Detect redundant GROUP BY columns using UNIQUE indexes

d4c3a156c added support that when the GROUP BY contained all of the columns belonging to a relation's PRIMARY KEY, all other columns belonging to that relation would be removed from the GROUP BY clause. That's possible because all other columns are functionally dependent on the PRIMARY KEY and those columns alone ensure the groups are distinct. Here we expand on that optimization and allow it to work for any unique indexes on the table rather than just the PRIMARY KEY index. This normally requires that all columns in the index are defined with NOT NULL, however, we can relax that requirement when the index is defined with NULLS NOT DISTINCT. When there are multiple suitable indexes to allow columns to be removed, we prefer the index with the least number of columns as this allows us to remove the highest number of GROUP BY columns. One day, we may want to revisit that decision as it may make more sense to use the narrower set of columns in terms of the width of the data types and stored/queried data. This also adjusts the code to make use of RelOptInfo.indexlist rather than looking up the catalog tables. In passing, add another short-circuit path to allow bailing out earlier in cases where it's certainly not possible to remove redundant GROUP BY columns. This early exit is now cheaper to do than when this code was originally written as 00b41463c made it cheaper to check for empty Bitmapsets. Patch originally by Zhang Mingli and later worked on by jian he, but after I (David) worked on it, there was very little of the original left. Author: Zhang Mingli, jian he, David Rowley Reviewed-by: jian he, Andrei Lepikhov Discussion: https://postgr.es/m/327990c8-b9b2-4b0c-bffb-462249f82de0%40Spark
author: David Rowley <drowley@postgresql.org> 2024-12-12 15:28:38 +1300
committer: David Rowley <drowley@postgresql.org> 2024-12-12 15:28:38 +1300
commit: bd10ec529796a13670645e6acd640c6f290df020 (patch)
tree: c358ed55e836e2ff46d508f25776ff9c1175af64 /src/backend/optimizer/plan
parent: d8f335156c57f0df6ae3b1ec31e55979838eb882 (diff)
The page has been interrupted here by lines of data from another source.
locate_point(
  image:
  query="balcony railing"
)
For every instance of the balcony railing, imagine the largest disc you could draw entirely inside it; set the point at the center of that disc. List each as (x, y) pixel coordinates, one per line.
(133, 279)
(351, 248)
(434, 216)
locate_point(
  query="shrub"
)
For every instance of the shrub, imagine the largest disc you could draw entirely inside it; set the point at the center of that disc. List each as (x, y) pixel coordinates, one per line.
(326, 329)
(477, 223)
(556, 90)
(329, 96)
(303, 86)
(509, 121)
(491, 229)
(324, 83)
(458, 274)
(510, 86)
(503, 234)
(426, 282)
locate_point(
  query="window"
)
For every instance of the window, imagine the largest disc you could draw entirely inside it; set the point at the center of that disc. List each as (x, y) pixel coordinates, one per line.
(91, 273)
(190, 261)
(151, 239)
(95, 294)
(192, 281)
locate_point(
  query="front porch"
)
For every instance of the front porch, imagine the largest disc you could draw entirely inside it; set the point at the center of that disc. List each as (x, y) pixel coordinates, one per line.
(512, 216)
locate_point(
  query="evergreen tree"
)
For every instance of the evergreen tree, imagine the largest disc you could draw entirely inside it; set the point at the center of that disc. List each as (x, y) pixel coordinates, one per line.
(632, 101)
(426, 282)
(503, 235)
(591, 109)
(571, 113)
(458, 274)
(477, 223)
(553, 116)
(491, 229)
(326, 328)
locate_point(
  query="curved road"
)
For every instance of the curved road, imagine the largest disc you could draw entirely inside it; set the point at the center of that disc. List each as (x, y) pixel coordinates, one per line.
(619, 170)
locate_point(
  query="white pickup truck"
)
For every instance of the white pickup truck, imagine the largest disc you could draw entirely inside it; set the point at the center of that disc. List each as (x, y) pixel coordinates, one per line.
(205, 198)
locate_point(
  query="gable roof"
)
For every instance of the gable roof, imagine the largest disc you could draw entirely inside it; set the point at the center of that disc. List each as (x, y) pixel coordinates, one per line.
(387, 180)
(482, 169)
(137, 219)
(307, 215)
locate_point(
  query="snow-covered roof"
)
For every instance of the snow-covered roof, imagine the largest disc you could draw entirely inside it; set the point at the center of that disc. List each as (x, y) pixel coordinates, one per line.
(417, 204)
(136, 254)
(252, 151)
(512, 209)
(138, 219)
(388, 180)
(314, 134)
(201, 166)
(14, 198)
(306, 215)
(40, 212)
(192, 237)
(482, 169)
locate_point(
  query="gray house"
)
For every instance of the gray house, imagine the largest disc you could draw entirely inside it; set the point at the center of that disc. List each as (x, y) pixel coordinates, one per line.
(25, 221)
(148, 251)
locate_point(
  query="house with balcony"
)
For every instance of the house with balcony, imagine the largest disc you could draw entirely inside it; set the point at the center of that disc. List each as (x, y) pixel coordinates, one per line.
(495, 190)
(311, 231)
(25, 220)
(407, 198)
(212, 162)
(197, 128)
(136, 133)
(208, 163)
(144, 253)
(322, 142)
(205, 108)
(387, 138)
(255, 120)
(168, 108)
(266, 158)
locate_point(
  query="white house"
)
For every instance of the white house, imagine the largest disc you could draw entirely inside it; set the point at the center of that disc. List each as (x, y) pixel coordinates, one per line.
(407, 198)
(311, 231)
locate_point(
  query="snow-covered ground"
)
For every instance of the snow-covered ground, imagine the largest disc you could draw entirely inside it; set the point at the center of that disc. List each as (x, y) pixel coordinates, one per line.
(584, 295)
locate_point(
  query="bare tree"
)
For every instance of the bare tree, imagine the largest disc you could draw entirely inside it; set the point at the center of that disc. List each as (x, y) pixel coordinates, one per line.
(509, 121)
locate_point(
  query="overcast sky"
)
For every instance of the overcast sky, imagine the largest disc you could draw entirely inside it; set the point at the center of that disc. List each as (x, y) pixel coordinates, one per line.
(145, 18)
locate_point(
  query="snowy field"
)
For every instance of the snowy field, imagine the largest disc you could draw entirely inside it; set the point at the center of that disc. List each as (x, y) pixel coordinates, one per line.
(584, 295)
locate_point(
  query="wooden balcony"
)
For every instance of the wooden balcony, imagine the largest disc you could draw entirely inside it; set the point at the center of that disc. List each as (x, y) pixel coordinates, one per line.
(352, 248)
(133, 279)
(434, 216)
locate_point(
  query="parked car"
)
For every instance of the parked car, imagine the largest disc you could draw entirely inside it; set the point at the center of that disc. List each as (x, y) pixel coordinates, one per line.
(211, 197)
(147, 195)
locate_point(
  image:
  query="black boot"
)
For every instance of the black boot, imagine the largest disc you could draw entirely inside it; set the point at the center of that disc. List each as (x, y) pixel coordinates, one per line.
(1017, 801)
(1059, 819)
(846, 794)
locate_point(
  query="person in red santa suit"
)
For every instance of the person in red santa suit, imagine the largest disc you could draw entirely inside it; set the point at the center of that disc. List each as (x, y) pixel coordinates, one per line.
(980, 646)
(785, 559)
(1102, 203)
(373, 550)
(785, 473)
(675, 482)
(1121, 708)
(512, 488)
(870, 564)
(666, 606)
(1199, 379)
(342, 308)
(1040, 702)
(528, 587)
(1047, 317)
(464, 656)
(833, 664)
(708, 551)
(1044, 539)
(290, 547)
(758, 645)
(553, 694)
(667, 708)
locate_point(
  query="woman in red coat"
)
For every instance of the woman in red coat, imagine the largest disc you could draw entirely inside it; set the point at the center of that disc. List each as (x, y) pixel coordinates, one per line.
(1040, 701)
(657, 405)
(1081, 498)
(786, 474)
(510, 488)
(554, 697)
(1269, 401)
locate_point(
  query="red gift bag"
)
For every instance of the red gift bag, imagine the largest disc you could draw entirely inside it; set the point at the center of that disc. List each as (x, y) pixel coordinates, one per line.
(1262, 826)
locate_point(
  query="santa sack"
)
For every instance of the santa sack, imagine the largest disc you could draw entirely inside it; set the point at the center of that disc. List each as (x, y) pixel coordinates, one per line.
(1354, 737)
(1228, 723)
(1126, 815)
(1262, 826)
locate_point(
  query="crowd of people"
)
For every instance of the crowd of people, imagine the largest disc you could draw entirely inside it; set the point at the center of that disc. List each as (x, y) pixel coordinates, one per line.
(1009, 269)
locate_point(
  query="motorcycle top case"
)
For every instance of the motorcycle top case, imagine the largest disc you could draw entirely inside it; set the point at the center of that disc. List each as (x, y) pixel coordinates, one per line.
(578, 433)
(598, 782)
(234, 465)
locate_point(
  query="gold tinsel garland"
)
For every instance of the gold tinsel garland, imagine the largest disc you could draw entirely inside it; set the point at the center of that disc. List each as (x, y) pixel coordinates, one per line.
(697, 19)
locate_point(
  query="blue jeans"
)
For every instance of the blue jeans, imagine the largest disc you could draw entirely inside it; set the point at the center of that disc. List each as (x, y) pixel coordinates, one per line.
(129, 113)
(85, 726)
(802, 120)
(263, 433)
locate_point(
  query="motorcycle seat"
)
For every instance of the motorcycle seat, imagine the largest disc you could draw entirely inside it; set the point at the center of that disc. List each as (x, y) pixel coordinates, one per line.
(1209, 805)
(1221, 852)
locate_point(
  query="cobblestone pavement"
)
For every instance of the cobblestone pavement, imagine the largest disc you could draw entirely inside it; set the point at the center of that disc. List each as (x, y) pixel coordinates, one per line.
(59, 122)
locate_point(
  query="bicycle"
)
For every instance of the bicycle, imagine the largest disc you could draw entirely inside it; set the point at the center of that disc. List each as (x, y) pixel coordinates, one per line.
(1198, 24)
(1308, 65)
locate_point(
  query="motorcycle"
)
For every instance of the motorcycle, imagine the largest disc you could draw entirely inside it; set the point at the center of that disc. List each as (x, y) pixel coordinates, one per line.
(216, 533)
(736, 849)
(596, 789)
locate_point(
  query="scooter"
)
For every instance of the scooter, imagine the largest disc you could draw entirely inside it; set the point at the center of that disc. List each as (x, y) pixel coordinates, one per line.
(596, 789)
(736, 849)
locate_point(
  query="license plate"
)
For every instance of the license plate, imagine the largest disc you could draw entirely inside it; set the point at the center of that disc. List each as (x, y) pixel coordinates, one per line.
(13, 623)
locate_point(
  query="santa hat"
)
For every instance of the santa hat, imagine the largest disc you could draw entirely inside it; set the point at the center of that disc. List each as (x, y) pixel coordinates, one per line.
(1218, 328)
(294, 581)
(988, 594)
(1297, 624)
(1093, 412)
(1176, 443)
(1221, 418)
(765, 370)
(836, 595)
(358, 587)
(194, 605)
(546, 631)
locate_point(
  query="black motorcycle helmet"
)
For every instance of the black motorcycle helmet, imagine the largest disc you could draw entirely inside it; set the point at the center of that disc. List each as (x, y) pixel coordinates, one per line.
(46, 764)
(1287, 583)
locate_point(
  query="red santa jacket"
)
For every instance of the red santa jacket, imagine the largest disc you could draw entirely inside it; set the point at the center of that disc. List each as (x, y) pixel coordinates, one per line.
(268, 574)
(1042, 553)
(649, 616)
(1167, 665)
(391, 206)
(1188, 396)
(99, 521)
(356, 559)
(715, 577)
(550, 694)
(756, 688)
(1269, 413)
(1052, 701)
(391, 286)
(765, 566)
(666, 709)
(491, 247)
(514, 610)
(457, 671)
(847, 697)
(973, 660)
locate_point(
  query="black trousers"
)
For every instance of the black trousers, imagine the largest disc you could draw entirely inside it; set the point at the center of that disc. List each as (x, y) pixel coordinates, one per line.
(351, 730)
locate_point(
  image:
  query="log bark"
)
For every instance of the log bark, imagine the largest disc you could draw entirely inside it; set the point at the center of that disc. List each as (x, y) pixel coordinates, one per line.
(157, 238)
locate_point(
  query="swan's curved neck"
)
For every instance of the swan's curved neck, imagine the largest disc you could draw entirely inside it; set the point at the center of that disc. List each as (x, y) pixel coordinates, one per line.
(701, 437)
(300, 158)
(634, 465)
download: postgresql-bd10ec529796a13670645e6acd640c6f290df020.tar.gz
postgresql-bd10ec529796a13670645e6acd640c6f290df020.zip
1 files changed, 98 insertions, 22 deletions
diff --git a/src/backend/optimizer/plan/initsplan.c b/src/backend/optimizer/plan/initsplan.c
index c1c4f9f8b9d..5f3908be519 100644
--- a/src/backend/optimizer/plan/initsplan.c
+++ b/src/backend/optimizer/plan/initsplan.c
@@ -400,17 +400,13 @@ add_vars_to_attr_needed(PlannerInfo *root, List *vars,
  *
  * Since some other DBMSes do not allow references to ungrouped columns, it's
  * not unusual to find all columns listed in GROUP BY even though listing the
- * primary-key columns would be sufficient.  Deleting such excess columns
- * avoids redundant sorting work, so it's worth doing.
+ * primary-key columns, or columns of a unique constraint would be sufficient.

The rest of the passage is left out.